Novak Djokovic hat seine Drohung wahr gemacht. Im Alter von 36 Jahren müsse er seine Prioritäten noch bewusster setzen: Grand-Slam-Turniere über allem. Dass darunter andere Jahres-Highlights leiden, nimmt er bewusst in Kauf – wie zuletzt in der für seine Verhältnisse mehr schlechten als rechten Sandplatz-Saison vor Paris.
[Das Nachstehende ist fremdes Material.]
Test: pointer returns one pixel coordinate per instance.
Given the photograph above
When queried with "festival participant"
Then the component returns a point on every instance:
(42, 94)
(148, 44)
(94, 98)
In Roland Garros aber ist der Serbe tatsächlich wieder auf Betriebstemperatur. Im Traum-Halbfinal gegen Weltnummer eins Carlos Alcaraz wehrt er den Angriff der Jugend einerseits mit ausgezeichneter Spieltaktik ab. Und andererseits: schlicht mit seiner Aura – weil sein 16 Jahre jüngerer Widersacher nicht mit der Nervosität klarkommt und im wahrsten Sinne des Wortes völlig verkrampft.
Schreibt der Serbe die Tennis-Geschichte neu?
Wie zu Beginn des Jahres, als Djokovic die Australian Open gewann, ist er imstande, alles auszupacken, was nötig ist für den Triumph. Grösste Bühne, grösster Sport. Und jetzt winkt ihm die grösste aller Bestmarken im Tennis. Schlägt er heute auf dem Court Philippe-Chatrier den Norweger Casper Ruud (24), lässt er Rivale Rafael Nadal (37) stehen und ist alleiniger Grand-Slam-Rekordsieger: mit dann 23 Titeln.
Die Geschichte dieses Sports schwebe «immer» über ihm, sagt Djokovic. Nun sei er überglücklich, in der Position zu sein, sie an diesem Sonntagnachmittag an der Porte d'Auteuil neu schreiben zu können.
Ruuds dritter Finalversuch
Was es heisst, wenn er eine Partie «äusserst fokussiert» angeht, hat zuletzt Alcaraz erfahren, dessen Powertennis regelmässig von Djokovics smarten Spielvariationen ausgehebelt wurde. Nun ist es Ruud, der ihm gefährlich werden will. Der Mann aus der Nähe von Oslo steht zum dritten Mal in den jüngsten fünf Grand-Slam-Turnieren im Final. Im Vorjahr verlor er in Roland Garros gegen Nadal, dann an den US Open gegen Alcaraz. Jetzt könnte er an den French Open nicht nur endlich seinen ersten ganz grossen Sieg einfahren, sondern auch zum Spielverderber in Djokovics historischer Mission werden.
Alexander Zverev (26), der im Halbfinal Ruud in drei Sätzen unterlag, findet: «Der Druck liegt klar bei Djokovic. Das ist die bestmögliche Ausgangslage für Casper, die es gibt.»
2021 dem Druck nicht standgehalten
Djokovic will seinerseits die Schwelle zum Rekord-Titel nicht überbewerten, sagt: «Ich habe ständig Druck auf meinen Schultern, es wird diesmal nicht anders sein.» Zweifellos hat er während seiner langen, reich dekorierten Karriere schon oft Nervenstärke bewiesen – sie ist Teil seines Erfolgsrezepts.
Dennoch ist er schon einmal beim Versuch, ein fettes Ausrufezeichen in die Geschichtsbücher zu setzen, gescheitert: 2021 hätte er die Chance gehabt, nach Siegen in Melbourne, Paris und Wimbledon den ersten «Grand Slam» seit Rod Laver 1969 zu schaffen; alle vier Titel im selben Jahr. Doch dann verlor Djokovic an den US Open im Endspiel gegen Daniil Medwedew (27) glatt in drei Sätzen 4:6, 4:6, 4:6.
Diesmal sagt Djokovic: «Druck ist ein Privileg. Und eine Quelle der Motivation noch dazu.» Auch das klingt wiederum wie eine Drohung.